We’ve all heard that Ben Franklin was so enamored with the wild turkey that he thought it should have been named the national bird instead of the bald eagle. He reasoned that the turkey embodied the resilience and street smarts of the new Americans (unlike the austere, detached eagle that seems more French). Back then, the turkey had class and enjoyed a level of respect rare among fowl.
But then we started domesticating them, and every bit of the turkey’s appealing attributes were drained out like so much broth. My favorite remark about domesticated turkeys is that they’ll stare at the rain until they drown. Apparently that’s only partly true; due to a genetic disorder, some turkeys will cock their heads upwards for extended periods of time. If you see a turkey doing this in a rainstorm, it’s tempting to think that the idiot will stay there until it’s pickled, but the neck spasm short-circuits after a few minutes and the bird returns to doing whatever it was doing before it froze (which, in all likelihood, wasn’t much smarter than staring at the rain).
Domestication turned the turkey into walking meat. But the pig is a different story altogether. The portly pink pig is widely considered the smartest domesticated animal in the world—which wouldn’t be saying much if all the other animals were as smart as turkeys, but pigs compare favorably even to trained chimps.

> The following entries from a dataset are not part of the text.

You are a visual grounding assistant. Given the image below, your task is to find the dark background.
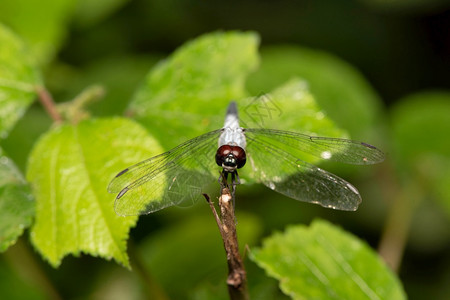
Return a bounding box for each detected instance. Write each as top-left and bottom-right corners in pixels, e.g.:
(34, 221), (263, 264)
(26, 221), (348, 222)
(62, 0), (450, 107)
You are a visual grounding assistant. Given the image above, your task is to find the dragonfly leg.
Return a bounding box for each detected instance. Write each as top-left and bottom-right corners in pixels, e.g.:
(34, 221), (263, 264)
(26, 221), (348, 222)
(231, 171), (241, 209)
(218, 171), (229, 189)
(217, 170), (239, 211)
(233, 171), (241, 185)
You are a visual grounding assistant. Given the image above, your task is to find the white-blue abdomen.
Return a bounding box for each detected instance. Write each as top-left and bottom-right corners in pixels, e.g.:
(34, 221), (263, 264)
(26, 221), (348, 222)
(218, 102), (246, 150)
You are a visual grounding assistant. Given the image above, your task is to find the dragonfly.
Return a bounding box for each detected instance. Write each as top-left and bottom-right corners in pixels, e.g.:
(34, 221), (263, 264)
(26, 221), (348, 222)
(108, 102), (385, 216)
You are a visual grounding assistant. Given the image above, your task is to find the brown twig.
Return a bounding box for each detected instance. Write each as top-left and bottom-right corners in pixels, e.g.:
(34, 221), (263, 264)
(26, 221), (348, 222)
(35, 85), (63, 123)
(205, 193), (224, 235)
(204, 184), (249, 300)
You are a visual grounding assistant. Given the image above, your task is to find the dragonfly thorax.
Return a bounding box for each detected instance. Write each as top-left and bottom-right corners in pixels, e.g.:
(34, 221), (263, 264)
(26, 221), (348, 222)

My favorite example of this is an experiment in which pigs were trained to move the cursor on a video screen with their snouts. When the pigs used the cursors again, they were able to distinguish between the scribbles they already knew, and the scribbles they were seeing for the first time. The pigs learned this skill as fast as chimpanzees.
In another experiment, pigs were taught to jump over, sit by, or retrieve various items. Three years later, they could distinguish between the items and remembered what to do. That’s about as smart as an average three-year old child.

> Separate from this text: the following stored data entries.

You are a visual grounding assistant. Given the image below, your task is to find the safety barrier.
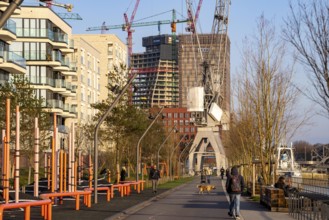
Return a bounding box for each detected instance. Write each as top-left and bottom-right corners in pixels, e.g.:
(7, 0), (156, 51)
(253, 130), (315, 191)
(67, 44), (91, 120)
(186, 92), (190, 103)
(0, 199), (52, 220)
(40, 191), (91, 210)
(288, 177), (329, 219)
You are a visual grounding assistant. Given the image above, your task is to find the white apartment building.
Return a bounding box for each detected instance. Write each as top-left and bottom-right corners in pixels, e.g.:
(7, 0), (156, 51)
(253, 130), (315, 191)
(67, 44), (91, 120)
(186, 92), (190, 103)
(72, 34), (128, 102)
(67, 36), (101, 125)
(9, 6), (77, 134)
(0, 1), (26, 84)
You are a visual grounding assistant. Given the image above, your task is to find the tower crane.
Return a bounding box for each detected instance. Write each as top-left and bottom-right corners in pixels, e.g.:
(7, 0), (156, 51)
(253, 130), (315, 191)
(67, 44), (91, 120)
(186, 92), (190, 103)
(39, 0), (73, 12)
(39, 0), (82, 20)
(86, 9), (189, 66)
(124, 0), (140, 66)
(186, 0), (203, 33)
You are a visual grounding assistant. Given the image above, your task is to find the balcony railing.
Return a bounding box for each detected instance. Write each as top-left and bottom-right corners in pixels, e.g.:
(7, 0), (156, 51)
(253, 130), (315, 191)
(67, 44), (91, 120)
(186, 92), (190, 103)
(46, 99), (63, 109)
(15, 28), (68, 44)
(3, 19), (16, 34)
(1, 51), (26, 68)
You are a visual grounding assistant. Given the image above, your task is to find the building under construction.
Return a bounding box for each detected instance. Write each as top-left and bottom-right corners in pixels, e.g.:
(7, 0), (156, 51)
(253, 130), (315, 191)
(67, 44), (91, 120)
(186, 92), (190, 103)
(131, 34), (179, 108)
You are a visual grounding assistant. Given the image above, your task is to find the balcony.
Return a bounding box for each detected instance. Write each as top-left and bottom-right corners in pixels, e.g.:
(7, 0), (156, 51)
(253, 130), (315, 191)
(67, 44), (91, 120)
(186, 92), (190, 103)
(0, 51), (26, 74)
(0, 2), (21, 15)
(43, 99), (64, 113)
(0, 19), (16, 42)
(25, 50), (61, 67)
(16, 28), (69, 49)
(60, 39), (74, 54)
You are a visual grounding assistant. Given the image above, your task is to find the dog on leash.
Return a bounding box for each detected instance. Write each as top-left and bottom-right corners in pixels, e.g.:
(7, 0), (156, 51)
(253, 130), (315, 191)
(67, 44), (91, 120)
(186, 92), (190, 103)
(197, 184), (216, 194)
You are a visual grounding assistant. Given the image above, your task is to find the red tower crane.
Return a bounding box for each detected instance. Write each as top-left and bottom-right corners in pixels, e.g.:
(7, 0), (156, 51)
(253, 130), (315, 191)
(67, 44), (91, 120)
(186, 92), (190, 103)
(123, 0), (140, 66)
(186, 0), (203, 33)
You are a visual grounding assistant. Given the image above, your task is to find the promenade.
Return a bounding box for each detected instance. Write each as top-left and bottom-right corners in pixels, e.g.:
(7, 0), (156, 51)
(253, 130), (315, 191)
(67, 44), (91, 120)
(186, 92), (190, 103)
(2, 177), (294, 220)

And consider this – pigs rapidly learn how to outwit other sneaky pigs. A pig will follow another pig to food and wait until the very last second before grabbing it away (not unlike sniping in an EBay auction), but the fooled pig will learn from this and the next time will use a strategy to throw off the other pig, like leading it somewhere there isn’t food and then running off to dinner with a smug squeal.

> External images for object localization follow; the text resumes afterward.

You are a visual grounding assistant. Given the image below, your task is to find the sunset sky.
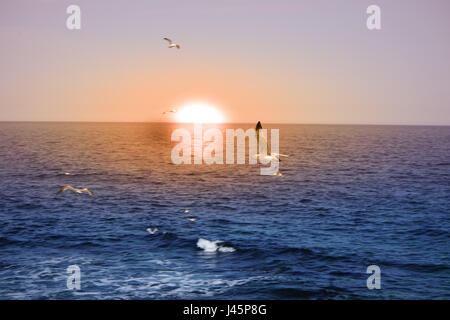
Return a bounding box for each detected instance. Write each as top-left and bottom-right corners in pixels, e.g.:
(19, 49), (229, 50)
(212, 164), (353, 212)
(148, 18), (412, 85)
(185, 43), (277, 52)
(1, 0), (449, 125)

As you’ll recall from Orwell’s classic book, the pigs ran “Animal Farm” using dogs to do their vicious bidding. That’s about right. Pigs are independently minded problem solvers, while dogs are stronger on loyalty. Dogs are certainly no dummies in the animal world, but pigs are shockingly crafty. You can probably fool your dog as long as you’re holding a treat, but pigs learn and remember. Some animals are more equal than others.
So in the dicey game of domestication, the turkey fared poorly, while the pig retained its smarts. If you feel better knowing that you’re eating a genuinely dense animal, stick with the turkey. If you don’t mind eating an animal that can play video games, pile on the ham. But either way, don’t forget the cranberry sauce. Cheers!